According to Investopedia, moral hazard is the idea that insurance promotes risk-taking for personal gain. In agriculture, crop insurance contributes to the choice of landowners to continue monocropping, tillage, and heavy crop input applications… despite their negative externalities on soil health, the surrounding environment, and long-term farm economic resiliency.
2 Case Studies: U.S. and Canadian Crop Insurance
The tenets of crop insurance, according to the U.S. website Crop Insurance in America, sound noble on the surface: to “support the American farmer, the American economy, and the American family.” They also claim crop insurance is “the centerpiece of the U.S. farm safety net”.
In a sad twist of fate, farmland subscribed to crop insurance is now more vulnerable and less resilient to weather-related losses. By comparison, farmland managed with cover cropping, intercropping, and rotational grazing sees fast improvements in nutrient cycling and water-holding capacity: 2 key contributors to boosting farmland productivity, and resiliency to extreme weather.
In Manitoba, Canada, when a farm switches acres into ‘novel practices’ and out of the traditional corn/soybean/canola/wheat crop rotation, the formulas that calculate crop insurance premiums and coverage levels seize up… because their risk management models rely on historic data. Moral hazard is customers continuing on with the status quo to manage the business risk of crop loss due to extreme weather. As a result:
Fields managed in ways that increase the risk of crop loss due to extreme weather qualify for government-subsidized coverage; while
Fields that are the most resilient to extreme weather may not qualify for crop insurance.
It would seem that crop insurance programs have ceased working well for crop insurance agencies. They grew in popularity with government farm safety net programming based on linear risk management variables… that are in fact multi-faceted risk considerations, now shifting the balance of risk-reward in farmland management decision-making.
Regenerate America sums it up nicely and spells out the appropriate policy response:
“The finance and insurance products that farmers rely on have immense potential to support a transition to regenerative agriculture, but current policies have created a system that often undermines, or even actively prevents, common sense soil health practices that reduce risk on farms – resulting in large scale soil loss and land degradation at an enormous cost to US taxpayers. Crop insurance and lending policy must be adjusted to support regenerative agriculture by removing outdated barriers and creating incentives that recognize the risk-reduction benefits of soil health and conservation management practices.
Summary of Policy Requests:
Crop Insurance: Remove barriers and expand incentives for producers to adopt risk-reducing soil health/conservation practices and more diversified operations.
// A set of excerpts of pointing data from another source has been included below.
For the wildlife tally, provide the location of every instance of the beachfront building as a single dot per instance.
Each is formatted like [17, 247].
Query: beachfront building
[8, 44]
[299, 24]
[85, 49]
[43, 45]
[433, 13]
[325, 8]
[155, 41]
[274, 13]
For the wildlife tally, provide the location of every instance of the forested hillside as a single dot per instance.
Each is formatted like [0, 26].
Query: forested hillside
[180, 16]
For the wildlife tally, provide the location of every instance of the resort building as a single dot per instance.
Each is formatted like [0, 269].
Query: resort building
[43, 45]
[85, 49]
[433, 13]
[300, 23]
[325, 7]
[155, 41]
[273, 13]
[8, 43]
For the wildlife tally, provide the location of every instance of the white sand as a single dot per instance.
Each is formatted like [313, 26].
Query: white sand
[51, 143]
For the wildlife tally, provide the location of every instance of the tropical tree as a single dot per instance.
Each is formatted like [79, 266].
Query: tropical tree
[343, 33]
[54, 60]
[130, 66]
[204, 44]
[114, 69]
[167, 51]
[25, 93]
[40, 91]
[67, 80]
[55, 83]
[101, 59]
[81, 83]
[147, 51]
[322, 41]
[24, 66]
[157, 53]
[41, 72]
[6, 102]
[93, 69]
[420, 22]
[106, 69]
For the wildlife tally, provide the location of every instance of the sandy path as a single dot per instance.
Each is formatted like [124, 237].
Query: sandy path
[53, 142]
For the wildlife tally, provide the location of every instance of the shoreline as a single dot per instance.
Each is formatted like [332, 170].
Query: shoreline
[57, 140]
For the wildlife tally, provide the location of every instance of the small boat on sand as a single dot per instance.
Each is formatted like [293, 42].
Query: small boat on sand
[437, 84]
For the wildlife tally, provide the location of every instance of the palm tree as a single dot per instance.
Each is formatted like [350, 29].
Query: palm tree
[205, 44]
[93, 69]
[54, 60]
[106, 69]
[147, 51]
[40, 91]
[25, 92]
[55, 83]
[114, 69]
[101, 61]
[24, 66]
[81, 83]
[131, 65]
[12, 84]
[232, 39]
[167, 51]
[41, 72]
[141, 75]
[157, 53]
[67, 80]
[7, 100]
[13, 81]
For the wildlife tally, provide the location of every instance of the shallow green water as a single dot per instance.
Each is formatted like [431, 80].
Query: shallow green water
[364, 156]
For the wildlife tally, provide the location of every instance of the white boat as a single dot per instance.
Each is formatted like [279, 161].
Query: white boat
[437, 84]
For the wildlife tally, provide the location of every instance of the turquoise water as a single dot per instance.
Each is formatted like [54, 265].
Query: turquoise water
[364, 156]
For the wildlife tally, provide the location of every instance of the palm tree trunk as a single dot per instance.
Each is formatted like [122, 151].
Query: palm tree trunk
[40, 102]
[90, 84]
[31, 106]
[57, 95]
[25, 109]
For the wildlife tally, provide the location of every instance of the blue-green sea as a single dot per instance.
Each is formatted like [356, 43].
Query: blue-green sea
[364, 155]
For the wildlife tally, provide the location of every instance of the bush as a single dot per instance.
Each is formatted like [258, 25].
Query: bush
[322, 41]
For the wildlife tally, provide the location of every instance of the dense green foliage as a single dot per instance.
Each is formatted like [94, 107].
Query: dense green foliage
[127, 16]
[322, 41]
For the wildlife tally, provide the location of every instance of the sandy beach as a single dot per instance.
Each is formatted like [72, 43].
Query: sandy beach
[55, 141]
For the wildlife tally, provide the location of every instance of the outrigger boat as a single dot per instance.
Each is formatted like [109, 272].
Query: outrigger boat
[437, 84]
Lending: Develop offerings (such as lower rates, loan deferments and flexible terms) that fast-track and vastly expand the viability of a large-scale transition to regenerative agriculture.”
The latter initiative is already underway in the private sector for financing and transitioning farmland into better practices. Learn a lot more in the segment below:
Compare & Contrast: Crop v. Home Insurance
Anyone who owns property near a forest or a shoreline these days might be feeling nervous. It seems more like when, not if, homes will be threatened by intense fire and flooding.
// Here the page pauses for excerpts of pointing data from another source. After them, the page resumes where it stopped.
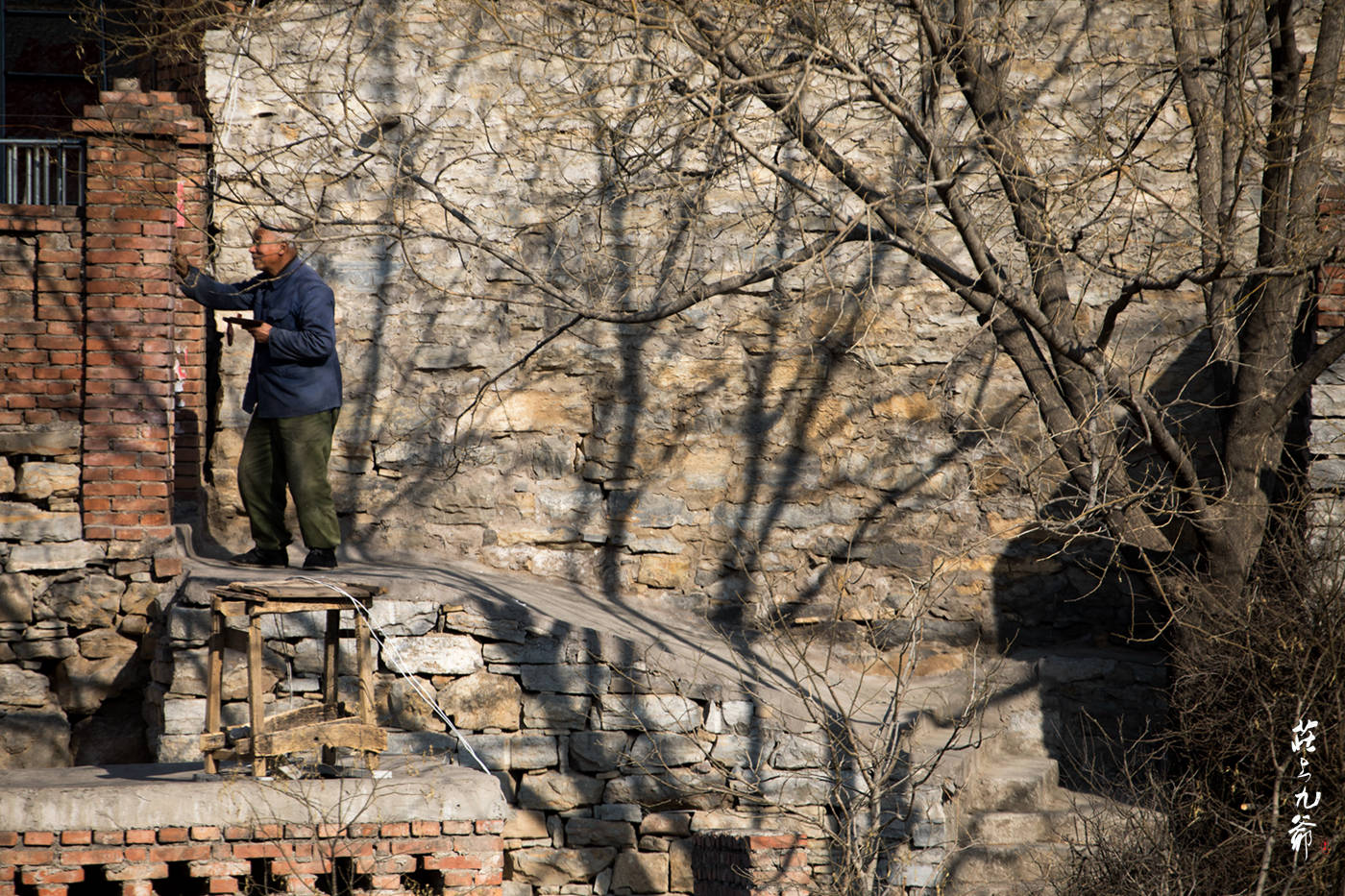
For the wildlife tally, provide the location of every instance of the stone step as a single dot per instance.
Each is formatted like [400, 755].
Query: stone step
[979, 868]
[1011, 785]
[1006, 829]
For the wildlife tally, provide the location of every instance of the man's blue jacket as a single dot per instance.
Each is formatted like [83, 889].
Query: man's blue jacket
[296, 370]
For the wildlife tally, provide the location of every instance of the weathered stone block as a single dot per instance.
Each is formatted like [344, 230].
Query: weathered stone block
[46, 648]
[16, 594]
[666, 825]
[47, 440]
[40, 479]
[533, 650]
[737, 750]
[104, 643]
[799, 751]
[401, 618]
[308, 657]
[23, 688]
[526, 824]
[184, 717]
[658, 751]
[619, 811]
[29, 522]
[483, 700]
[641, 873]
[594, 832]
[190, 666]
[404, 707]
[309, 623]
[549, 866]
[515, 751]
[555, 711]
[85, 601]
[83, 684]
[34, 739]
[730, 715]
[681, 878]
[188, 624]
[796, 788]
[558, 791]
[674, 788]
[599, 751]
[649, 712]
[567, 678]
[433, 654]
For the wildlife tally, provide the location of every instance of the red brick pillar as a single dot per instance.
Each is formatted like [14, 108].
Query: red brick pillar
[140, 148]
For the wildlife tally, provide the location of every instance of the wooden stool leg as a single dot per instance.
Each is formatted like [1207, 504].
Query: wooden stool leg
[331, 670]
[256, 700]
[365, 667]
[214, 681]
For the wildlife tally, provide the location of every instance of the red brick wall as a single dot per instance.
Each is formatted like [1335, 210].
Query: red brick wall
[91, 327]
[144, 150]
[390, 859]
[40, 315]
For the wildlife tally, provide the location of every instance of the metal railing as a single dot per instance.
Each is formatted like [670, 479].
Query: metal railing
[42, 173]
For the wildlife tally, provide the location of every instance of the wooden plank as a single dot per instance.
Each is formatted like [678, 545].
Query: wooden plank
[346, 732]
[303, 588]
[214, 682]
[365, 670]
[305, 715]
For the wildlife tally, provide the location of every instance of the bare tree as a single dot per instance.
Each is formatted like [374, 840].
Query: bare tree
[1024, 157]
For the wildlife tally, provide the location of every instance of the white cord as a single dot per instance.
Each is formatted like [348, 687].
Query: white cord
[400, 667]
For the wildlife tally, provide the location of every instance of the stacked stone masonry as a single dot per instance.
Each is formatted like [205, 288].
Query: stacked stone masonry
[612, 764]
[396, 859]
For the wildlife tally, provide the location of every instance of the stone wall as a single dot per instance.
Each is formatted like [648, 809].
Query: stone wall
[615, 750]
[851, 439]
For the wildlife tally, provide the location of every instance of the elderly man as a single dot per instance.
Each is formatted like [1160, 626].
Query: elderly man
[293, 396]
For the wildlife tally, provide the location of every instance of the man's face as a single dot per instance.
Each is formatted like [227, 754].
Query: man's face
[271, 251]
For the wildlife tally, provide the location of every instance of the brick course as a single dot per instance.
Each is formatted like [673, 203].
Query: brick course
[296, 858]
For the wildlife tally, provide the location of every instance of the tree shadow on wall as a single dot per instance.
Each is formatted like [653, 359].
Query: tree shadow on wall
[1080, 611]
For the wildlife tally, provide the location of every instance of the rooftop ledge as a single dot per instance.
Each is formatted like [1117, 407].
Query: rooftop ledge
[175, 795]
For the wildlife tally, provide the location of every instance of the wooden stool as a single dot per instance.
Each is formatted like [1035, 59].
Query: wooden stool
[326, 725]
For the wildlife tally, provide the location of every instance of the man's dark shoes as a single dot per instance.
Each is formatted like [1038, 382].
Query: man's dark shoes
[264, 557]
[320, 559]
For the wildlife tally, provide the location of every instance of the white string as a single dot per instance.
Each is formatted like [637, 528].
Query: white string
[397, 665]
[232, 94]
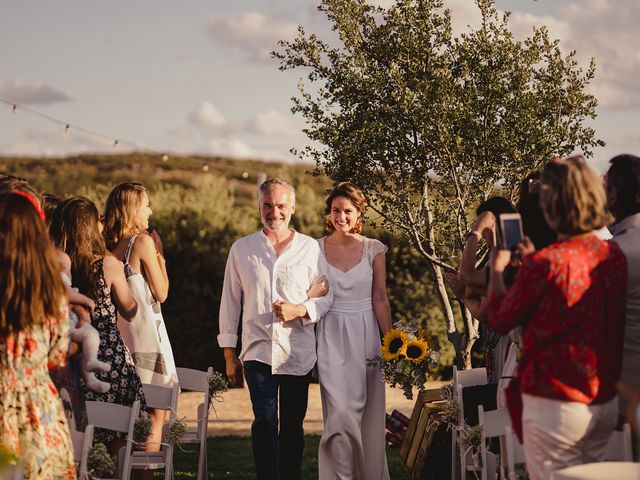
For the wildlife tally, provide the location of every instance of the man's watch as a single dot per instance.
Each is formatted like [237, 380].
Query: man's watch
[472, 233]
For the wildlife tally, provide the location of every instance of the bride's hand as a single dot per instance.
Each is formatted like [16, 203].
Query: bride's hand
[319, 288]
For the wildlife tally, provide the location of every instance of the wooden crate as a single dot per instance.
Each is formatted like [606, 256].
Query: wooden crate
[424, 424]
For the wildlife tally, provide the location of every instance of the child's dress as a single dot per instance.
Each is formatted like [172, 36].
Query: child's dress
[126, 387]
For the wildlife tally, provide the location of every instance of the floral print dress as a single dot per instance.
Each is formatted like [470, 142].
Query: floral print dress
[126, 387]
[32, 418]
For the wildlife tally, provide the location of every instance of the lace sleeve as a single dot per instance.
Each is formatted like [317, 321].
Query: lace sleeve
[374, 247]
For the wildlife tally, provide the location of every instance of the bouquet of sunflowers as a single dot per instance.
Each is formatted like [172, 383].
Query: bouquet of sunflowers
[407, 357]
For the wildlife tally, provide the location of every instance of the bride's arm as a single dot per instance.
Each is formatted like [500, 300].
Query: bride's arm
[381, 305]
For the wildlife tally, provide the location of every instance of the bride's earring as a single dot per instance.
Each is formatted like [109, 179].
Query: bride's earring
[328, 226]
[357, 228]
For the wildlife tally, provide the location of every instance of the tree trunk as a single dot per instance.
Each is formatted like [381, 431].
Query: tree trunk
[462, 342]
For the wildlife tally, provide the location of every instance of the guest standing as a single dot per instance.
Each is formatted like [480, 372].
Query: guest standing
[623, 198]
[126, 220]
[570, 300]
[34, 334]
[76, 229]
[353, 397]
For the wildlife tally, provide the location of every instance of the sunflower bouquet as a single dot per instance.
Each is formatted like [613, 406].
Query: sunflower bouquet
[406, 358]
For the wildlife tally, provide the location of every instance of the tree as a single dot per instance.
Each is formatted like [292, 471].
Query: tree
[429, 124]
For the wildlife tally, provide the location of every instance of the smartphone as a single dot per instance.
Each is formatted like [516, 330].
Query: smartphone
[510, 231]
Already there are reports of difficulties dealing with insurance companies whose traditional models for predicting losses would not have been sufficient to manage the spike in climate disaster claims. For example, in California it’s even affecting the housing market.
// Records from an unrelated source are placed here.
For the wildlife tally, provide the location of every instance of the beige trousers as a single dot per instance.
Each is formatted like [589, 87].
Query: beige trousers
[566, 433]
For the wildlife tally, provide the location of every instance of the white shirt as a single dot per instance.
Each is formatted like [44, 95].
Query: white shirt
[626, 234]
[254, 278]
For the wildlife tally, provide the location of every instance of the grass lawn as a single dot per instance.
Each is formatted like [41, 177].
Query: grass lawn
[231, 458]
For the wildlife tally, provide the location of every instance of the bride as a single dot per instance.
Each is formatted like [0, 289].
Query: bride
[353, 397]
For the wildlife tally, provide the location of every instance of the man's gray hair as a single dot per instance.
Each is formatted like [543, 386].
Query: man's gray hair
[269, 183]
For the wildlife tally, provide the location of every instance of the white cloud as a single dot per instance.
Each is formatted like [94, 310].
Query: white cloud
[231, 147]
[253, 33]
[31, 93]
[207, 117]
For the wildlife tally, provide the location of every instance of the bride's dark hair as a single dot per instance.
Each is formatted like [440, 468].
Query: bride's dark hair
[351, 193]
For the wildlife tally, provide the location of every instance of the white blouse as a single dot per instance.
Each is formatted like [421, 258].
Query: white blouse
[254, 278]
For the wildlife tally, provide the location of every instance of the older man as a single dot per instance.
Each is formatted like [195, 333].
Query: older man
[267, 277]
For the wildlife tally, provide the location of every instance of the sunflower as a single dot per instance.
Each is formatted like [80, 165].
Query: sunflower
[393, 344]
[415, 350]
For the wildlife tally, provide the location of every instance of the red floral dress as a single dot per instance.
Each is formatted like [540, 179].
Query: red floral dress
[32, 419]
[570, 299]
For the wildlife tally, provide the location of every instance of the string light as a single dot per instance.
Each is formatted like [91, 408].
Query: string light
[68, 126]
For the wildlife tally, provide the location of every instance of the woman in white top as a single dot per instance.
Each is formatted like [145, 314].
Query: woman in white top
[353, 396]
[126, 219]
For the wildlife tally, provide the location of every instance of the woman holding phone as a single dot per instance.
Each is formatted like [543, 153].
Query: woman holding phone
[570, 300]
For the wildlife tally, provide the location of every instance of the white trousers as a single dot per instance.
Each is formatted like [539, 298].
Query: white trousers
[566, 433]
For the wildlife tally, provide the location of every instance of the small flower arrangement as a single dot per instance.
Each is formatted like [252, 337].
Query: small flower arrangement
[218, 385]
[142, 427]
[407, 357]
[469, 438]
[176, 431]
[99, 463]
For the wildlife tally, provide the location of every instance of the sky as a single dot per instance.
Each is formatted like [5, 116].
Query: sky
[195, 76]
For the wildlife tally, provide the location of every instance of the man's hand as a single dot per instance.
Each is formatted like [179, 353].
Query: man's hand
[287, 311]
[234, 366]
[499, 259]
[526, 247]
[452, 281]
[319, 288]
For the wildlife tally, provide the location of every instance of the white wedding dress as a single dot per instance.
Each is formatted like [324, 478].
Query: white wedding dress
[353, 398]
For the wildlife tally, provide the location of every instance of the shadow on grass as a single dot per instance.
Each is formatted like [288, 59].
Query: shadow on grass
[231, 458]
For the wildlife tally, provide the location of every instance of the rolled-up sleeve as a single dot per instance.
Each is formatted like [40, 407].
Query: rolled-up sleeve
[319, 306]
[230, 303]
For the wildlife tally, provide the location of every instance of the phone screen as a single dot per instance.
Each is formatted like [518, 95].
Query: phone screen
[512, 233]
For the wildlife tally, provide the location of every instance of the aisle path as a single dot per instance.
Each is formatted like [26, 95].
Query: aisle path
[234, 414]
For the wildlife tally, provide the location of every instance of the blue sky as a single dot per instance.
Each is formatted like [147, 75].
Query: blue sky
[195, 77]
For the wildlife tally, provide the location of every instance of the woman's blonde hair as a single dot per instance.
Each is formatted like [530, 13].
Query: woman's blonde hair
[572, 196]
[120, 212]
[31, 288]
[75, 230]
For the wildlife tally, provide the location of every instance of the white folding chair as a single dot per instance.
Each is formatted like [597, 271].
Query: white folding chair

As opposed to being denied like homeowners, crop insurance customers are opting out and adopting self-insurance practices to manage the risk of loss due to extreme weather. In the context of building business plans for fields, reintroducing biodiversity and natural fertility into a field’s production system is working to supplant the need for crop insurance.
Summary
All types of insurance companies will need to newly manage the risk of claims inflating beyond what traditional premiums were designed to cover. It is possible that some of them fail outright, in which case, what will become of the value proposition of paying insurance premiums in the first place?
Already, home insurance adjustors are flailing to process spikes in claims in weather-ravaged communities. Meanwhile, customers of crop insurance are prepared to drop insurance and to adopt novel climate-resilient management practices instead.
Opting out of insurance is counter-cultural - it feels like a very risky strategy for financial resiliency in all cases. But if the coverage isn’t what it seems anyway, customers may end off better, in the absence of moral hazard, to deploy risk management strategies according to individual context.